According to the British banking giant, the sales will be done “over the coming two to three years, to a level which will permit us to deconsolidate it from an accounting and regulatory perspective, subject to shareholder and regulatory approvals if and as required”.
The bank notes in its just released 2015 full-year results that the stake in BAGL presents specific challenges to Barclays as owners, such as the level of capital held in respect of BAGL, the international reach of the UK Bank Levy, the GSIB buffer, and MREL/TLAC and other regulatory requirements.
BAGL is today reporting a 17 percent return on equity for 2015 in its standalone local currency results versus the 8.7 percent return reported for Africa Banking in Barclays’ results.

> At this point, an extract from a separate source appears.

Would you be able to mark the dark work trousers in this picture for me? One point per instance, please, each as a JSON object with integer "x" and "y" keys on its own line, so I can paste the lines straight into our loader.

Profit before tax increased 11 percent to £1.0 billion reflecting an increase of 18 percent in operations outside of South Africa and increase of 9 percent in South Africa. This is largely due to good growth delivered in key focus areas of retail business banking (RBB) in South Africa; WIMI (wealth, investment management and insurance) and corporate banking in South Africa
Income increased 7 percent to £3.6 billion. Net interest income which increased 8 percent was driven by higher average customer advances in Corporate and Investment Banking (CIB) and strong growth in customer deposits in RBB.
Net interest margin improved 11bps to 6.06 percent but impairment increased by 11 percent, driven by an increase in single name exposures and additional coverage on performing loans. Costs also increased 5 percent reflecting inflationary impacts, partially offset by savings from strategic cost programmes in the branch network, technology savings and property rationalisation, the bank noted.

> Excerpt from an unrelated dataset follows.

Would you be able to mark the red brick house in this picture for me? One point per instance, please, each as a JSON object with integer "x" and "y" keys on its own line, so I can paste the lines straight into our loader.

Jes Staley, Group Chief Executive Officer, in his Strategy Update said the bank declared a final dividend of 3.5p per share, making 6.5p in total for 2015. This will reduce in 2016 and 2017 to 3.0p.

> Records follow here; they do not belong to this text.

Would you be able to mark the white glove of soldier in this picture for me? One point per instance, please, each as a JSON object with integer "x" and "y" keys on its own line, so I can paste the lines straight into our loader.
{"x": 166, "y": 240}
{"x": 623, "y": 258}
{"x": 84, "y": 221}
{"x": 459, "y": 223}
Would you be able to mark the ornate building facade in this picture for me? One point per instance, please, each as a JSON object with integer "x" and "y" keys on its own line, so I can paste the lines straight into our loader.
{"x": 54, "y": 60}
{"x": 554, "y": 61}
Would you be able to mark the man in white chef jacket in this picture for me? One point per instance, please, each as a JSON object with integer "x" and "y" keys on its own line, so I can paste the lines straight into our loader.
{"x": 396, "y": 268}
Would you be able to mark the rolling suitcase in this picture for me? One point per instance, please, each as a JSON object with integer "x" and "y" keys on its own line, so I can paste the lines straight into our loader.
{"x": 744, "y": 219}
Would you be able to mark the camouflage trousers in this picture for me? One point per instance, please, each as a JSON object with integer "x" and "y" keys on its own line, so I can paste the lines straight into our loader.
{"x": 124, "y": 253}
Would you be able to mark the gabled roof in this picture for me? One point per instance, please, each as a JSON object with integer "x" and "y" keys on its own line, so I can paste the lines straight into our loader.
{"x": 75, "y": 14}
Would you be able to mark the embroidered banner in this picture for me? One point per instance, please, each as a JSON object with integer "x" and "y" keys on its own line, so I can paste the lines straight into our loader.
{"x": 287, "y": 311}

“We expect to set appropriate dividends as Core and Group earnings become aligned through Non-Core run down and reduction of legacy headwinds, and we expect to pay out a significant proportion of earnings in dividends to shareholders over time. We will pay dividends semi-annually from 2016 rather than quarterly,” Staley said.
Barclays Plc. expects the combination of the dividend reduction and the BAGL sell-down to contribute at least 100 basis points of proforma accretion to the Group’s common equity tier 1 (CET1) ratio over the next two to three years, supplementing organic capital ratio accretion.